Grundsatz: gesetzliche Abschreibungssätze

In dem BMF-Schreiben wird noch einmal der Grundsatz der Abschreibung von Gebäuden nach typisiert festen Abschreibungssätzen dargestellt. Je nach Gebäudebaujahr und -nutzung beträgt der Abschreibungssatz 2/2,5/3 oder 4 Prozent jährlich.

Kürzere Nutzungsdauer: Nachweispflicht des Steuerpflichtigen

Die gesetzlich vorgeschriebene Möglichkeit für den Nachweis einer kürzeren Nutzungsdauer und damit die Inanspruchnahme von höheren Abschreibungssätzen wird in dem Schreiben ausführlich dargestellt. Das BMF weist darauf hin, dass in diesen Fällen der Steuerpflichtige in der Nachweispflicht beziehungsweise der Pflicht zur Glaubhaftmachung steht.

Abbruchabsicht

Hinsichtlich des Umstandes der Abbruchabsicht genügt nach Ansicht der Finanzverwaltung nicht die bloße Nennung einer solchen Absicht. Vielmehr müssen Vorbereitungen zum Abbruch des Gebäudes schon angelaufen sein, beziehungsweise der Steuerpflichtige sich verbindlich zum Abbruch des Gebäudes verpflichtet haben.

Einschlägige AfA-Tabellen

Für den Fall, dass besondere Betriebsgebäude oder bestimmte Gebäudeteile vorliegen, die selbstständige unbewegliche Wirtschaftsgüter sind (zum Beispiel Hallen in Leichtbauweise, Ställe beziehungsweise Schuppen) kann gegebenenfalls auf die allgemeinen amtlichen AfA-Tabellen zurückgegriffen werden. Dies kann auch für Ladeneinbauten, Schaufensteranlagen, Gaststätteneinbauten und ähnliches gelten.

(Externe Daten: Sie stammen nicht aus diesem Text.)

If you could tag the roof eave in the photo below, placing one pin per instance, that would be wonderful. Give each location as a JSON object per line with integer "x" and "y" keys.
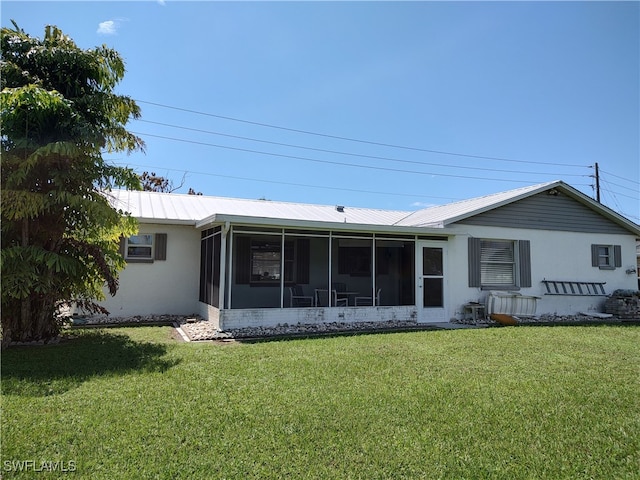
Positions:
{"x": 317, "y": 225}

Sonst: begründete Ausnahmefälle – technischer Verschleiß

Bei Gebäuden kann im Übrigen in begründeten Ausnahmefällen eine kürzere Nutzungsdauer anzunehmen sein. Als Kriterien benennt das Bundesministerium der Finanzen, wie auch schon der Bundesfinanzhof, den technischen Verschleiß, die wirtschaftliche Entwertung sowie rechtliche Gegebenheiten, welche die Nutzungsdauer eines Gegenstandes begrenzen können. Ausgangspunkt für die Beurteilung des technischen Verschleißes ist die Tragstruktur des Bauwerks (Dachkonstruktion, tragende Innen- und Außenwände, Geschossdecken und Fundament). Für die Annahme einer kürzeren technischen Nutzungsdauer müssen Schäden der tragenden Teile die Nutzungsfähigkeit des Gebäudes in seiner Gesamtheit beeinträchtigen.

Wirtschaftliche Entwertung

Eine wirtschaftliche Entwertung kann dann vorliegen, wenn das Gebäude vor Ablauf der technischen Nutzungsdauer objektiv wirtschaftlich verbraucht ist, das heißt, wenn die Möglichkeit einer wirtschaftlich sinnvollen, anderweitige Nutzung oder Verwertung endgültig entfallen ist.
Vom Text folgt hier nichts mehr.